Social pressure deters mothers from using their legal right to pass on their surnames, women’s rights campaigners said yesterday, adding that the number of children taking their mother’s surname remains minimal.
“Many mothers who give birth to girls are pressured into having more children, as only boys can carry on the family name, but if girls could pass on their surnames, it would not be absolutely necessary to have a son,” said Kaohsiung Awakening Association president Peng Yen-wen (彭渰雯), a professor of public affairs management at National Sun Yat-sen University.
The number of children being given their mother’s surname has increased only marginally over the past few years, Peng said.
Before 2007, children could be given their mother’s family name only if the mother did not have any brothers or if their father had taken his wife’s surname after being adopted into her family, Peng said.
Despite legal changes, the percentage of children being given their mother’s surname increased from 1.66 percent in 2010 to 1.85 percent last year, the Awakening Foundation’s legal department director Chin Chi-fang (秦季芳) said.
“Reaching an agreement gives the impression that both sides are equal, but they are often not as equal as we imagine and both sides face pressure from family elders and society,” she said. ”People think that having your mother’s surname is rare and special, ignoring that mothers and fathers should have equal standing.”
Peng said that when births out of wedlock and drawing of lots are taken into account, the number of children taking their mother’s surname rises to more than 4 percent.
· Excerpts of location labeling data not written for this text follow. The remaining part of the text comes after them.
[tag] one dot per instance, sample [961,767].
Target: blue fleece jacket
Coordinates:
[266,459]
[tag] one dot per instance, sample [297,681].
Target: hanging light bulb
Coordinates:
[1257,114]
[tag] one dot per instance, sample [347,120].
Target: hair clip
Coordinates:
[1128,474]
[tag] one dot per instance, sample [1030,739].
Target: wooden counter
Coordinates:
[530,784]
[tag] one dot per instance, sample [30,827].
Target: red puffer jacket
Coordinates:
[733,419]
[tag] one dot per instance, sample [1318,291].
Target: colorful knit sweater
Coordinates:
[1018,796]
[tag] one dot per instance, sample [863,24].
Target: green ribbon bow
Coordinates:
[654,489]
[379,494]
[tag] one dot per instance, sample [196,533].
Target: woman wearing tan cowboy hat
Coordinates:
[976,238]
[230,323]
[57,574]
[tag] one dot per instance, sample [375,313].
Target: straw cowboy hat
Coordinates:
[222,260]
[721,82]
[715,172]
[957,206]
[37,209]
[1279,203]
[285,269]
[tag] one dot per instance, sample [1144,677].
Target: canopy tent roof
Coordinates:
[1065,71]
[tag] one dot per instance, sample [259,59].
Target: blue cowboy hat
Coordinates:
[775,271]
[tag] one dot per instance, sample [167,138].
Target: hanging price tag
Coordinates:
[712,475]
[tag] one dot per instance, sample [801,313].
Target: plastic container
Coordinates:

Drawing lots to determine whether a child takes the surname of their mother or father is required in cases where the husband has disappeared, she said.
“People are often curious why more than three-quarters of drawing lots result in children taking their mother’s surname — the main reason is that when mothers draw the father’s surname, they often decide not to register and instead come back the next day,” she said.
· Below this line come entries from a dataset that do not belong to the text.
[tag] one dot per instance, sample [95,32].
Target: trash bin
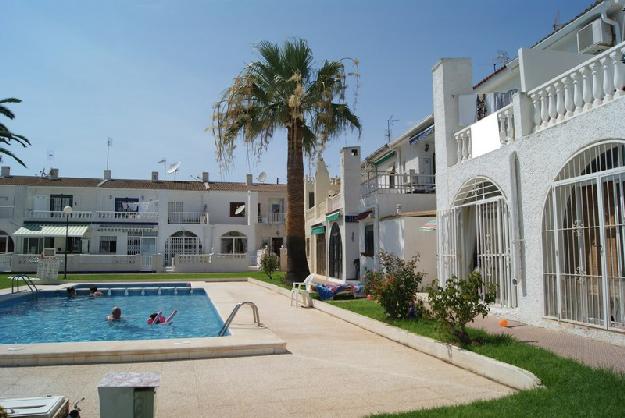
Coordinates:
[128,395]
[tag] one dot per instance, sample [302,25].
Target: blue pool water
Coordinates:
[53,317]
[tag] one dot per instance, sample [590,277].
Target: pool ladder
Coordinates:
[224,329]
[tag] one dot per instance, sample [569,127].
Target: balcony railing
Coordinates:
[273,219]
[595,82]
[187,218]
[398,183]
[92,216]
[585,87]
[6,212]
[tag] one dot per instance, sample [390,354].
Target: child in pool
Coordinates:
[158,318]
[116,314]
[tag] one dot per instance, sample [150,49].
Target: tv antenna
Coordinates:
[174,168]
[109,144]
[389,123]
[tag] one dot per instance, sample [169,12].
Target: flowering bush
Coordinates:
[269,264]
[396,286]
[460,302]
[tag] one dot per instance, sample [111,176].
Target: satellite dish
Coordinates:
[239,210]
[173,167]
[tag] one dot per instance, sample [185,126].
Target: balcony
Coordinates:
[92,216]
[587,86]
[273,219]
[187,218]
[6,212]
[398,183]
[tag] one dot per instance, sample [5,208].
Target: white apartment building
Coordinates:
[138,225]
[384,203]
[531,175]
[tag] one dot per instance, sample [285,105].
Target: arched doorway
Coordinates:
[335,252]
[183,243]
[475,235]
[584,238]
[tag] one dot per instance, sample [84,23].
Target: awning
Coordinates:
[51,231]
[384,158]
[420,136]
[334,216]
[318,230]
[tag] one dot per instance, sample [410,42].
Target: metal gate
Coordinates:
[584,243]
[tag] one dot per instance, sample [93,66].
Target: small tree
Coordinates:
[396,286]
[460,302]
[269,264]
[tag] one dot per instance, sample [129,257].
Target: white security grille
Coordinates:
[583,239]
[475,234]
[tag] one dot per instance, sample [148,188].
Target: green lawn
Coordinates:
[570,388]
[101,277]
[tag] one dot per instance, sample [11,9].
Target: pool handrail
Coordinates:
[224,329]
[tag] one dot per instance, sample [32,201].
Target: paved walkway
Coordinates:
[586,350]
[334,369]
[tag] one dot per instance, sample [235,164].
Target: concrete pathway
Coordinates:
[334,369]
[584,349]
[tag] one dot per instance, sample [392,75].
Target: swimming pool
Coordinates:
[53,317]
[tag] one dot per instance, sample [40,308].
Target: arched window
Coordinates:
[233,242]
[6,243]
[475,235]
[182,243]
[584,238]
[335,252]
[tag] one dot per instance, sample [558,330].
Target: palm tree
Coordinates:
[6,136]
[282,90]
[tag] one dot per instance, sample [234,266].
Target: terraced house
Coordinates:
[531,174]
[110,224]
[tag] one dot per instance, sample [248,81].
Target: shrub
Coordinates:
[460,302]
[269,264]
[396,286]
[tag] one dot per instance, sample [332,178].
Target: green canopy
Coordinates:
[334,216]
[318,230]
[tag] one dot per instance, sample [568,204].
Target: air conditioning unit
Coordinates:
[594,37]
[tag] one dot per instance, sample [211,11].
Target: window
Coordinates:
[108,245]
[233,242]
[59,201]
[126,204]
[237,209]
[369,244]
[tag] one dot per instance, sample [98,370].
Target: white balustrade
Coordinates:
[593,83]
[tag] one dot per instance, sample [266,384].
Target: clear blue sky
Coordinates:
[146,72]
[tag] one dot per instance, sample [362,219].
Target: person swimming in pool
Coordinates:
[158,318]
[94,292]
[116,314]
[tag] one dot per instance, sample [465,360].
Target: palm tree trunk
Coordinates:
[297,265]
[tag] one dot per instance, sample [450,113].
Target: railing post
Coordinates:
[619,71]
[608,78]
[587,88]
[597,88]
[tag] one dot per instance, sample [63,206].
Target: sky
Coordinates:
[147,72]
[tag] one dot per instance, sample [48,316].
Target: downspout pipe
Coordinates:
[617,29]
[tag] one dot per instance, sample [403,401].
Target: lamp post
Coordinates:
[67,210]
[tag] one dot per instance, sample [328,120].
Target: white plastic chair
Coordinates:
[301,290]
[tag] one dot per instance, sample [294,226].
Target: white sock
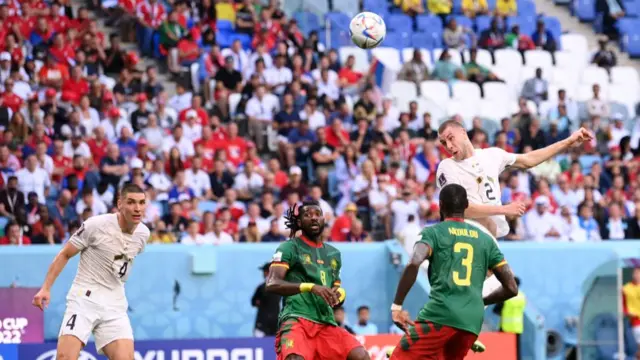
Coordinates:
[490,284]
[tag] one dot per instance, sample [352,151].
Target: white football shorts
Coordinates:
[87,313]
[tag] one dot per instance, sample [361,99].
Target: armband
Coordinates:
[306,287]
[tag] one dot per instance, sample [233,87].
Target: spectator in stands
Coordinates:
[611,11]
[364,327]
[493,37]
[596,106]
[441,8]
[616,227]
[540,223]
[518,41]
[455,35]
[543,38]
[477,73]
[473,8]
[444,69]
[604,57]
[506,8]
[14,235]
[589,229]
[536,89]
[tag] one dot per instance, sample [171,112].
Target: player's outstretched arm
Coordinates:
[41,300]
[533,158]
[508,289]
[421,252]
[278,285]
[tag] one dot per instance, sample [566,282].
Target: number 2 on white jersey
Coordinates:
[467,262]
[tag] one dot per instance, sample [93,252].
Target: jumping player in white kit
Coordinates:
[96,302]
[478,171]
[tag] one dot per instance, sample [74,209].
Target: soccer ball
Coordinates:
[367,30]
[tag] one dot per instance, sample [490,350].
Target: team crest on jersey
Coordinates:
[277,256]
[442,180]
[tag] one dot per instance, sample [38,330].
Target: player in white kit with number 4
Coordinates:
[96,302]
[478,171]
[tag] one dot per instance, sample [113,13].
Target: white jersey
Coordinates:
[106,254]
[479,175]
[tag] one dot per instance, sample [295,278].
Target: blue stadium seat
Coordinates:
[307,21]
[427,23]
[464,21]
[422,41]
[585,10]
[224,26]
[482,23]
[245,40]
[633,42]
[399,23]
[397,40]
[553,24]
[338,20]
[632,8]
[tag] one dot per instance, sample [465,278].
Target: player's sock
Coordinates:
[390,351]
[478,347]
[490,284]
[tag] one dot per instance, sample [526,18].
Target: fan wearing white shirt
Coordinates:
[248,182]
[180,141]
[198,180]
[33,178]
[541,224]
[218,236]
[191,128]
[193,236]
[279,76]
[260,109]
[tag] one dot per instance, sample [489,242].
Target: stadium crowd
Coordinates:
[276,120]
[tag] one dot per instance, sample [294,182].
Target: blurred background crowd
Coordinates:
[246,111]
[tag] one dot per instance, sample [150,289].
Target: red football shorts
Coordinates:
[313,341]
[431,341]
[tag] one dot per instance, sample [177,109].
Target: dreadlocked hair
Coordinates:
[292,218]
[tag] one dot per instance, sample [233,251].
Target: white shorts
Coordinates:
[85,316]
[636,334]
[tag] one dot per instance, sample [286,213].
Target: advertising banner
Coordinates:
[20,322]
[499,347]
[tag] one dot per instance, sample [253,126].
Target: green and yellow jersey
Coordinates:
[308,262]
[461,254]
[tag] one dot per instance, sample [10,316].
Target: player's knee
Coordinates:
[358,353]
[294,357]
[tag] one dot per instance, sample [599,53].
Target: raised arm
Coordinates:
[536,157]
[421,252]
[41,300]
[508,289]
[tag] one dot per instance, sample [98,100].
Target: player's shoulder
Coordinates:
[101,221]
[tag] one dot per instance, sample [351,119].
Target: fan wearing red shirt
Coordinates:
[267,31]
[235,146]
[13,236]
[76,84]
[98,145]
[342,225]
[9,99]
[336,135]
[53,74]
[58,22]
[64,53]
[348,76]
[60,162]
[196,105]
Amendments made to the Civil Code in 2010 that allow filing suits to change minors’ surnames when it would prove beneficial to the child have been more successful, increasing the rate of success from 65.4 percent in 2010 to 85.6 percent last year, Kaohsiung Awakening Association executive-secretary Wu Yi-fei (吳宜霏) said, adding that legal bias in favor of maintaining the father’s surname continues.
“Because of people’s belief in traditional patrilineality, the assumption is that the father’s surname is better for the child, so you have to present specific evidence to judges to convince them to allow for a surname change,” she said, adding that a change is typically only allowed for divorced mothers with full custody of their children.
Divorced mothers are often deterred from applying to change their children’s surname due to possible disputes over alimony, in case the father refuses to pay on the grounds that the child is no longer “like family,” she said.